Thursday, May 13, 2010

Where The Sky Begins

In the hospital, odors are ghosts. Or is it the other way around? Or both?

I believe it is both.

How long does it take for blood to congeal? The mind goes in circles because the stars turn round the world. Depth is a presence. The sting of usury trumpets the bones of pessimism.

Long is the drool that requires a paragraph. It is because I am a mental banana that I am able to luxuriate among such great principles. Virtues such as memory. Emotion. Stationary.

Yesterday I saw Bill Murray in a yellow hardhat read a poem by Emily Dickinson to a room full of construction workers. It was moving. Sometimes it is the boat that it is obvious, but the oars that are perverse.

A chair drifts toward the squash. The fugue is personal, though it is disturbed by pirates. All the images are swollen. The wind cannot be caught. Even the prodigality of larks must sometimes traffic in nerves.

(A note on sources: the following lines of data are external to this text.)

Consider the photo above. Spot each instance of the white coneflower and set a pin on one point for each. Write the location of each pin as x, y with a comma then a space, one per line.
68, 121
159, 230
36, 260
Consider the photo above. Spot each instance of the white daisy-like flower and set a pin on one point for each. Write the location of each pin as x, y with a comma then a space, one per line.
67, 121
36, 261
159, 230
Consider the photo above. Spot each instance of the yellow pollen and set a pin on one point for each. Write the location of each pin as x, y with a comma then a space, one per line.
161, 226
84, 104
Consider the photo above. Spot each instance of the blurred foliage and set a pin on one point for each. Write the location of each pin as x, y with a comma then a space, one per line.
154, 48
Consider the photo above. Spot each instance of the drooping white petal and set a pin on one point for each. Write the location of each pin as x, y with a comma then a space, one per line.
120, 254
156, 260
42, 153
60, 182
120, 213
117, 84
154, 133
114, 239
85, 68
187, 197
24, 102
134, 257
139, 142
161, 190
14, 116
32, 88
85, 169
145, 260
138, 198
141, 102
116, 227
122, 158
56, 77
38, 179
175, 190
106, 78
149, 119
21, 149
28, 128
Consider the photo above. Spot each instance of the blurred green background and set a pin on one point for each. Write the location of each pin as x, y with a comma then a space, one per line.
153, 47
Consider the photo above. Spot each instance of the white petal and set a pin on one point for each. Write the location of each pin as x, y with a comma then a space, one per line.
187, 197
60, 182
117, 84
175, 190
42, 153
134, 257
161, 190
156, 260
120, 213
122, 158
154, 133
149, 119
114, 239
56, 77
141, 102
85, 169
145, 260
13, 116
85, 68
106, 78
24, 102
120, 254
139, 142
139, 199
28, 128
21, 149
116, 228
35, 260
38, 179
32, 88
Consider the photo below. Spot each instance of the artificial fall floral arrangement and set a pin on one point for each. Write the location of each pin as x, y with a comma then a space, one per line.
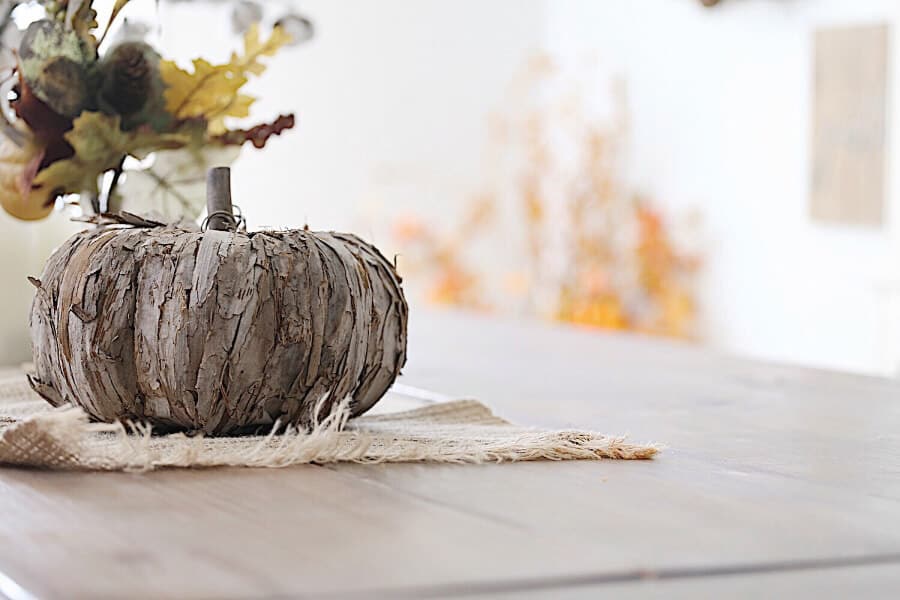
76, 113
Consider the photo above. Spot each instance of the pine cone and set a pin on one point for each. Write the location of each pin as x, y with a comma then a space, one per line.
130, 71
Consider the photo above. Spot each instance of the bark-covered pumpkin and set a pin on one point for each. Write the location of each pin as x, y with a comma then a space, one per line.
217, 331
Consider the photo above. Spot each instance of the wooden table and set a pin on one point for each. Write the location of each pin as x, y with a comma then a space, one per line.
777, 481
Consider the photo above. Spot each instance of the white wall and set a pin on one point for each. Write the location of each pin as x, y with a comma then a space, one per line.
721, 110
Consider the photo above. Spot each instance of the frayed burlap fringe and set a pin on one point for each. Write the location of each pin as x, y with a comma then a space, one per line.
465, 431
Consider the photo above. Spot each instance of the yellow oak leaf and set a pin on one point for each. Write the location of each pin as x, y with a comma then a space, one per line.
212, 91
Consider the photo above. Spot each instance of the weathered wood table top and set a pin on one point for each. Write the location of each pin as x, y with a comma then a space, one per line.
776, 481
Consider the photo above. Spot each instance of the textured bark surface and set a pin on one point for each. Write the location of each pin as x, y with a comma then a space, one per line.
216, 331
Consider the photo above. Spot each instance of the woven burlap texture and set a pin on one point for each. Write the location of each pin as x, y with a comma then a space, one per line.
32, 434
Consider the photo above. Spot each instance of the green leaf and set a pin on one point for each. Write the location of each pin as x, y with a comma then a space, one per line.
100, 145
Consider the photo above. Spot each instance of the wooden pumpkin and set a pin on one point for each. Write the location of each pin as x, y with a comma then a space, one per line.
217, 331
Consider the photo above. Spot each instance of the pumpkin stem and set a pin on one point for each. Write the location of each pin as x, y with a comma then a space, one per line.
220, 215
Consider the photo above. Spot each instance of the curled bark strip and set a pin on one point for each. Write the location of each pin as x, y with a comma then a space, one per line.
216, 331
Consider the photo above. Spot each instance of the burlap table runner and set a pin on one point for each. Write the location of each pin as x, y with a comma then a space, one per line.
33, 434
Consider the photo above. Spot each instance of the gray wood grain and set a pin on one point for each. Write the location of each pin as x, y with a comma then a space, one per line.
767, 468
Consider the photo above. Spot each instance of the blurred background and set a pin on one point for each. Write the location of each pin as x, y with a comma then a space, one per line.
717, 172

The gun exceeds the spirit of its use. You must caress the anomaly of its barrel. The tongue is swallowed by the ear. Chaos tastes of violence. This is why the glockenspiel must be removed from the cemetery.

Are these warts? Or misunderstandings?

Sometimes I feel like a cloud of steam, a bump of implications from ear to ear. But I have bacon, sweetheart, and a heart to go with it.

My mind drifts toward Schubert. The monster of his music is symbolically cold, but warm at the core, where the melody is born, and I have an irresistible desire to describe peanuts.

My studio is small, and smells of wildcats. My blood is warm. Would you like to be my friend? I will play the accordion for the swans in the park. I will be moral, like the arm of a phonograph. Remember vinyl? Remember literature?

The rain is raw. It’s time to leave now. Time to fold the air and put it into pronouns. Cause and effect are but the oars of logic. It is denim that perpetuates the scenery.

Summer swims in my veins. What is most desired in life is not the mythology of the universe but its reality. Quarks and dolphins. Vowels and consonants.

Opium makes a beautiful cloud. My palomino spoon reflects the orchard and the river blesses its movement.

Walls are temporary. Art is permanent.

I can be elliptical. But I can also be ardent.

The collar stud bounces off the crab and lands in a painting. Yellow churns between red and black. The intellect is of universals, the senses are of particulars. This is why I have decided to pack my mind in a suitcase and leave for parts unknown.

Language is the last frontier. If you happen to see a gauze curtain hanging in the window of a caboose, ask yourself, what would infinity feel like in French?

Communion requires pews. But language requires mouths, and at least 18 pounds of potassium chlorate.

The sky begins on my skin. It is warm. It is boundless. It is chirping melodiously on a branch of words.

1 comment:

Steven Fama said...


"I can be elliptical. But I can also be ardent."

So you write and I will not argue.

When it comes to reading your prose poems, John, whether they be elliptical or ardent or some other thing altogether, I myself can be but one thing: in awe.

Thanks for sharing this one, and best wish on your continuing (with your mind packed "in a suitcase" setting out "for parts unknown") journey!